Ruri-large-v2
Property | Value |
---|---|
Parameter Count | 337M |
Model Type | Sentence Transformer |
Output Dimensions | 1024 |
Max Sequence Length | 512 tokens |
License | Apache 2.0 |
Paper | arXiv:2409.07737 |
What is ruri-large-v2?
Ruri-large-v2 is a state-of-the-art Japanese text embedding model developed by cl-nagoya. It represents the latest iteration in the Ruri model series, designed specifically for Japanese language understanding. The model achieves an impressive 74.55% average score on JMTEB benchmarks, demonstrating significant improvements over its predecessors and competing models.
Implementation Details
Built on the sentence-transformers framework, Ruri-large-v2 utilizes a sophisticated architecture combining a BERT-based transformer with specialized pooling mechanisms. The model requires specific text prefixes ("クエリ: " for queries and "文章: " for passages) and processes sequences up to 512 tokens, outputting 1024-dimensional embeddings.
- Advanced pooling layer with mean tokens strategy
- Cosine similarity-based text comparison
- Optimized for Japanese language processing
- Requires minimal preprocessing with fugashi and sentencepiece
Core Capabilities
- Strong performance in retrieval tasks (76.34% on JMTEB retrieval benchmark)
- Excellent semantic textual similarity (83.17% on STS tasks)

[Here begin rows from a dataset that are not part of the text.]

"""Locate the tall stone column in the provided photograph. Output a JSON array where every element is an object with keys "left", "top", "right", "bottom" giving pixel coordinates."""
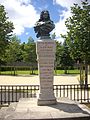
[{"left": 36, "top": 39, "right": 56, "bottom": 105}]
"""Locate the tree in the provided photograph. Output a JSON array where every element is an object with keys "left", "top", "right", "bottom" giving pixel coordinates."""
[
  {"left": 5, "top": 35, "right": 22, "bottom": 63},
  {"left": 55, "top": 40, "right": 62, "bottom": 69},
  {"left": 66, "top": 0, "right": 90, "bottom": 85},
  {"left": 0, "top": 5, "right": 14, "bottom": 64},
  {"left": 61, "top": 41, "right": 74, "bottom": 74}
]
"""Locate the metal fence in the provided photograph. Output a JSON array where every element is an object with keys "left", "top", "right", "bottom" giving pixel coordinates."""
[{"left": 0, "top": 84, "right": 90, "bottom": 105}]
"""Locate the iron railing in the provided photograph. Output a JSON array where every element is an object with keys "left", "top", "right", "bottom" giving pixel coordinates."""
[{"left": 0, "top": 84, "right": 90, "bottom": 105}]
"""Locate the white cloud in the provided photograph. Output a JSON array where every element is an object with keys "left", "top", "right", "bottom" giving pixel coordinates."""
[
  {"left": 0, "top": 0, "right": 39, "bottom": 35},
  {"left": 53, "top": 0, "right": 90, "bottom": 42},
  {"left": 53, "top": 0, "right": 81, "bottom": 9}
]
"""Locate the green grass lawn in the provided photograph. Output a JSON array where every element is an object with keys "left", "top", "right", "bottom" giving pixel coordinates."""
[{"left": 0, "top": 69, "right": 80, "bottom": 75}]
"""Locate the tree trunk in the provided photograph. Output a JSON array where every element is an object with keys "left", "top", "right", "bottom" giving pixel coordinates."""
[{"left": 85, "top": 61, "right": 88, "bottom": 88}]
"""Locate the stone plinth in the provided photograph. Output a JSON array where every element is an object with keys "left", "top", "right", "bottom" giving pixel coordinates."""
[
  {"left": 0, "top": 98, "right": 90, "bottom": 120},
  {"left": 36, "top": 39, "right": 56, "bottom": 105}
]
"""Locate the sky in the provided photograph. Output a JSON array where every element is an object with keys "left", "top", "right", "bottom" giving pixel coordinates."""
[{"left": 0, "top": 0, "right": 89, "bottom": 42}]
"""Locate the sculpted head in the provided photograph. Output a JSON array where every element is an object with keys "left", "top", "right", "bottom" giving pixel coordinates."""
[{"left": 39, "top": 10, "right": 50, "bottom": 21}]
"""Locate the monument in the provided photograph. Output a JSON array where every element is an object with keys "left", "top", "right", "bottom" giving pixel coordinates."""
[
  {"left": 0, "top": 11, "right": 90, "bottom": 120},
  {"left": 34, "top": 10, "right": 56, "bottom": 105}
]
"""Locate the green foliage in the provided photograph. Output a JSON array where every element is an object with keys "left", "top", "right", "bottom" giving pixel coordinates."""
[
  {"left": 5, "top": 35, "right": 22, "bottom": 63},
  {"left": 55, "top": 41, "right": 62, "bottom": 68},
  {"left": 0, "top": 5, "right": 14, "bottom": 63},
  {"left": 61, "top": 41, "right": 74, "bottom": 74}
]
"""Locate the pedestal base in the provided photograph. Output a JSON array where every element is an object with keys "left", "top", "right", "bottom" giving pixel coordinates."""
[
  {"left": 37, "top": 99, "right": 57, "bottom": 105},
  {"left": 0, "top": 98, "right": 90, "bottom": 120}
]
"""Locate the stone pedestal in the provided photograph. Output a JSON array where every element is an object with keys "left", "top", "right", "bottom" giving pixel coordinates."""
[{"left": 36, "top": 39, "right": 56, "bottom": 105}]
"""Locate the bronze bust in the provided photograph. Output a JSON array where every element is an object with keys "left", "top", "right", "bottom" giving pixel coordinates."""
[{"left": 34, "top": 10, "right": 55, "bottom": 38}]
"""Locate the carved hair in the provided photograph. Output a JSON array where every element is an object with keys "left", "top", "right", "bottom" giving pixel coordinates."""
[{"left": 39, "top": 10, "right": 50, "bottom": 22}]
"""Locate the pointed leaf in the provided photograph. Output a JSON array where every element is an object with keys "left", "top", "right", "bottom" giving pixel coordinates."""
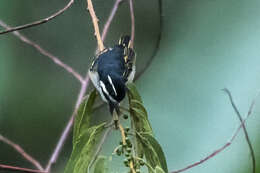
[
  {"left": 65, "top": 123, "right": 106, "bottom": 173},
  {"left": 94, "top": 156, "right": 108, "bottom": 173},
  {"left": 73, "top": 90, "right": 97, "bottom": 144}
]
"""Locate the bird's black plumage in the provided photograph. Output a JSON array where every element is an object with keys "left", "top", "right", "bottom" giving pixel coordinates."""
[{"left": 89, "top": 36, "right": 135, "bottom": 114}]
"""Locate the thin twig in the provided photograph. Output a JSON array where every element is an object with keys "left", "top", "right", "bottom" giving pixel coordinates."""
[
  {"left": 129, "top": 0, "right": 135, "bottom": 48},
  {"left": 45, "top": 74, "right": 89, "bottom": 172},
  {"left": 0, "top": 20, "right": 83, "bottom": 83},
  {"left": 0, "top": 0, "right": 74, "bottom": 34},
  {"left": 0, "top": 135, "right": 44, "bottom": 171},
  {"left": 171, "top": 89, "right": 260, "bottom": 173},
  {"left": 101, "top": 0, "right": 122, "bottom": 40},
  {"left": 223, "top": 88, "right": 255, "bottom": 173},
  {"left": 87, "top": 0, "right": 105, "bottom": 52},
  {"left": 45, "top": 0, "right": 124, "bottom": 171},
  {"left": 0, "top": 164, "right": 47, "bottom": 173}
]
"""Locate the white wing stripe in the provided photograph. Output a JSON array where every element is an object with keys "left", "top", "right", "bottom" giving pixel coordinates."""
[{"left": 107, "top": 75, "right": 117, "bottom": 96}]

- Robust classification capabilities (77.18% accuracy)
- High-quality reranking performance (93.21%)
Frequently Asked Questions
Q: What makes this model unique?
Ruri-large-v2 stands out for its specialized Japanese language understanding and state-of-the-art performance across multiple NLP tasks. It particularly excels in retrieval and semantic similarity tasks, outperforming many multilingual alternatives.
Q: What are the recommended use cases?
The model is ideal for Japanese text embedding tasks including semantic search, document similarity analysis, text classification, and information retrieval systems. It's particularly well-suited for applications requiring high-precision text matching and understanding in Japanese.